Wiggins sat a very long time thinking. He glanced furtively at Holmes but remained silent.
"You've thought of something," Holmes said. "Tell me."
"Don' laugh, sir," Wiggins said quietly. "I've always thought I might make a good copper, sir."
Stunned, Holmes resumed his seat to consider the ramifications of this. Finally he nodded.
"You, I think, would be quite formidable as an officer of the law, Wiggins," Holmes said seriously. "Your talents would be wasted as a mere constable. With you as an inspector the Metropolitan or even the Yard would become very effective in bringing down criminals. I might even be able to retire one day."
Wiggins smiled with relief. Then he frowned when he thought of all the hours he would have to spend studying. Holmes smiled and placed a hand on the lad's shoulder to reassure him.
After that Christmas Eve Holmes knew well how to keep Christmas. Though he did not greatly change his habits he did visit his brother at least three times a week and often they dined together, sometimes in the company of Dr. Watson. They attended plays and operas in each other's company and it was noted by some members of the Diogenes Club that Mycroft Holmes had lost considerable weight.
To Watson's surprise, Holmes from that year onward insisted that they string a garland from their window and Holmes himself would purchase a small Christmas tree to adorn their sitting room. It was noted at the Yard that Sherlock Holmes began to spend an increased amount of time in the company of Inspectors Lestrade and Gregson and the two young inspector's skills in detecting clues and solving crimes increased markedly.
Holmes did not pursue Alice Howel, though. It was not in his nature to do so. Through inquiries, however, he learned that she had met and married a successful engineer and they had three children together. Holmes made a point of sending her a card every year at Christmas time. She responded in kind.
Only Holmes's closest associates ever noted the subtle change in the Great Detective. Those that knew him well were pleased by it and would privately remark how relieved they were. Holmes did not end his days strapped to a bed alone. Watson did not give in to the temptation of the drug. And as I have noted above, Mycroft lost weight and consequently lived many more years.
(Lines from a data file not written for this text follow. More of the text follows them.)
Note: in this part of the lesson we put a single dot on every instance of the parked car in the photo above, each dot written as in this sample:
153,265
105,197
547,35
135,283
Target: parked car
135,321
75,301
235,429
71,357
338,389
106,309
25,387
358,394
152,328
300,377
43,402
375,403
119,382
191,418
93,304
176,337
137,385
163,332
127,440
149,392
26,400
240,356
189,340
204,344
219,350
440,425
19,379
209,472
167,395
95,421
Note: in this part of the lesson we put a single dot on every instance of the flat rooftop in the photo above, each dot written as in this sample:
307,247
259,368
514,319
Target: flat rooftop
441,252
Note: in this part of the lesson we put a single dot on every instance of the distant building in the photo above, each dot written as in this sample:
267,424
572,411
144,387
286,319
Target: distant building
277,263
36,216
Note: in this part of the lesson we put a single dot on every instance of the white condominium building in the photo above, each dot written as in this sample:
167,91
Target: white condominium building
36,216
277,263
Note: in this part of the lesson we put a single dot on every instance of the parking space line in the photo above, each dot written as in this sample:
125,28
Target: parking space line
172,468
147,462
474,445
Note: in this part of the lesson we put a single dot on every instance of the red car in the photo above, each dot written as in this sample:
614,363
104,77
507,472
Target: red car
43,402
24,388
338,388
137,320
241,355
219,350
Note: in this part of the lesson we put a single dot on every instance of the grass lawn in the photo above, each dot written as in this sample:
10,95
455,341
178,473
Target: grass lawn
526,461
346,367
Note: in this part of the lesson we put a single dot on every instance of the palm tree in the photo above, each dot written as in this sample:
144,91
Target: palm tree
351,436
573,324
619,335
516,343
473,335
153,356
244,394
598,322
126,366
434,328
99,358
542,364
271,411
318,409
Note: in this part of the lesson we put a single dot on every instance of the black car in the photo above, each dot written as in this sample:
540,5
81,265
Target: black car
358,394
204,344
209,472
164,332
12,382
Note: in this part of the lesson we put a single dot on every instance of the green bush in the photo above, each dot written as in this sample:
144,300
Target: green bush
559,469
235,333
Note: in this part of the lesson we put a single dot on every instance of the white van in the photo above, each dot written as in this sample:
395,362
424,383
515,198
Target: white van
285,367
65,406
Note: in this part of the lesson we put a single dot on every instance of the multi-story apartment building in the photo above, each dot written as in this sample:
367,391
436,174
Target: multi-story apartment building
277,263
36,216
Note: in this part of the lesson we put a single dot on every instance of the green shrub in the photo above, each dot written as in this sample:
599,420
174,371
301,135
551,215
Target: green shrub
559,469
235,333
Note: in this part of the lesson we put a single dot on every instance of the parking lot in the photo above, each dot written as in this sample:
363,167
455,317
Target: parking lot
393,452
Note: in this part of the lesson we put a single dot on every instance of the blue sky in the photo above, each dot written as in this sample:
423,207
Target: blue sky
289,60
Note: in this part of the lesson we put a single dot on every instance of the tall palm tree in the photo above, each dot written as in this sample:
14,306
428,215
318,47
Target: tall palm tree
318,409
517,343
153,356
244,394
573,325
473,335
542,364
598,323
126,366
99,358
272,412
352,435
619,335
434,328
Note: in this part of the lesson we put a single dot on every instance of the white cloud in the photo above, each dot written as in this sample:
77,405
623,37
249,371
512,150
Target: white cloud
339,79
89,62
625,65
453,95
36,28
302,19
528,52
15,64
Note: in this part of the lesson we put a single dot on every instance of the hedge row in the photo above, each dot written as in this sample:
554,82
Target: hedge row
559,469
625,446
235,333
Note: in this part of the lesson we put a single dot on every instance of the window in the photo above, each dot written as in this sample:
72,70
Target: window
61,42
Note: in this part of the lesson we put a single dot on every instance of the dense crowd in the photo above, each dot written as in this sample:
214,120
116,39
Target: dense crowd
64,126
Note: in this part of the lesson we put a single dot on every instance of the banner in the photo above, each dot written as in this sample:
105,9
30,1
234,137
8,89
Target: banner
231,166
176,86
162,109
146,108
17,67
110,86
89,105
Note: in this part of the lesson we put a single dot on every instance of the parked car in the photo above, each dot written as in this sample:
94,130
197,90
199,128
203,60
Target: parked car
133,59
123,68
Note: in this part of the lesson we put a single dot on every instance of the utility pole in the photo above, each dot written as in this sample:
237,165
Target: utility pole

Author's Notes: I wish to thank MrsPencil for helping me to edit my American English to British English. She is a talented poet and a true Holmesian.
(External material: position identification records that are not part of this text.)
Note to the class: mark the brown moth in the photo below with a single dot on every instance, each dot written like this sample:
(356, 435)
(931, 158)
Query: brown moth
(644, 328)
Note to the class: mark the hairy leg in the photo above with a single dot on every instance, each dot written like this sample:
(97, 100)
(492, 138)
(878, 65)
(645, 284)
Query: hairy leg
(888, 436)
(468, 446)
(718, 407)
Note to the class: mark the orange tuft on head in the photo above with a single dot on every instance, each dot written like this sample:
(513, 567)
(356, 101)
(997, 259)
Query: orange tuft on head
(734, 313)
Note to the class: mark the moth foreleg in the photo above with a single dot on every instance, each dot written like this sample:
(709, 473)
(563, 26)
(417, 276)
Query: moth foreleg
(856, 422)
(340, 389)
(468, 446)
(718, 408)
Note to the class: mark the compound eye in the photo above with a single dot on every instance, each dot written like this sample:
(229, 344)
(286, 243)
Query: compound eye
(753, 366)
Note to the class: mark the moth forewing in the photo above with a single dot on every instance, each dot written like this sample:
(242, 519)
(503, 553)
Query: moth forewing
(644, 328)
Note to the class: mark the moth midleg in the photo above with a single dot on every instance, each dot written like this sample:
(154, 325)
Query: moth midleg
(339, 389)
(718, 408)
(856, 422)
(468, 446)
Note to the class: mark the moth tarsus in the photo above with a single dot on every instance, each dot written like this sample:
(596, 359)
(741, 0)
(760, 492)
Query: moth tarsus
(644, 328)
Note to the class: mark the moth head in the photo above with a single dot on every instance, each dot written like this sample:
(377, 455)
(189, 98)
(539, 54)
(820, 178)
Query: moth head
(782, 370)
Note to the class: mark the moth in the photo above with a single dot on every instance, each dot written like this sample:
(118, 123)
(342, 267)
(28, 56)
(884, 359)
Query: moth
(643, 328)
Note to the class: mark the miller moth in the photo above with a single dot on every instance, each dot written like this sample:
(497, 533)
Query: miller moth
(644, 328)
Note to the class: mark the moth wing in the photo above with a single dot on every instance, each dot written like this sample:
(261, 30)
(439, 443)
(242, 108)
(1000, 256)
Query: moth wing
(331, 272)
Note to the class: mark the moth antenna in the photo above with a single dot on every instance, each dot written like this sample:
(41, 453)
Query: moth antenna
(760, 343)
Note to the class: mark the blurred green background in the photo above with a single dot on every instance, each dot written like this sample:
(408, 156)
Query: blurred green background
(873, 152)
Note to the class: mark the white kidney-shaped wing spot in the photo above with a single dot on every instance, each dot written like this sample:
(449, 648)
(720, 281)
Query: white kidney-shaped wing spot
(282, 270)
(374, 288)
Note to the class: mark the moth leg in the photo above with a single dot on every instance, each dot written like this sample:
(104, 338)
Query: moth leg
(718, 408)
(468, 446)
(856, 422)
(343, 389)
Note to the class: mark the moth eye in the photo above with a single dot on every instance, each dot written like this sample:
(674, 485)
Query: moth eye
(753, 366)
Originally I had this idea and had planned to take my time with the project. However, I was broke the particular Christmas I wrote this and was unable to send a present to a good friend of mine. Instead, I wrote this story for her to enjoy. My editing was rushed and slapdash, at best. To all those who read this and reviewed with very kind compliments I can only say thank you for overlooking so many typos, dropped words and run on sentences. Hopefully they have been attended to with this draft.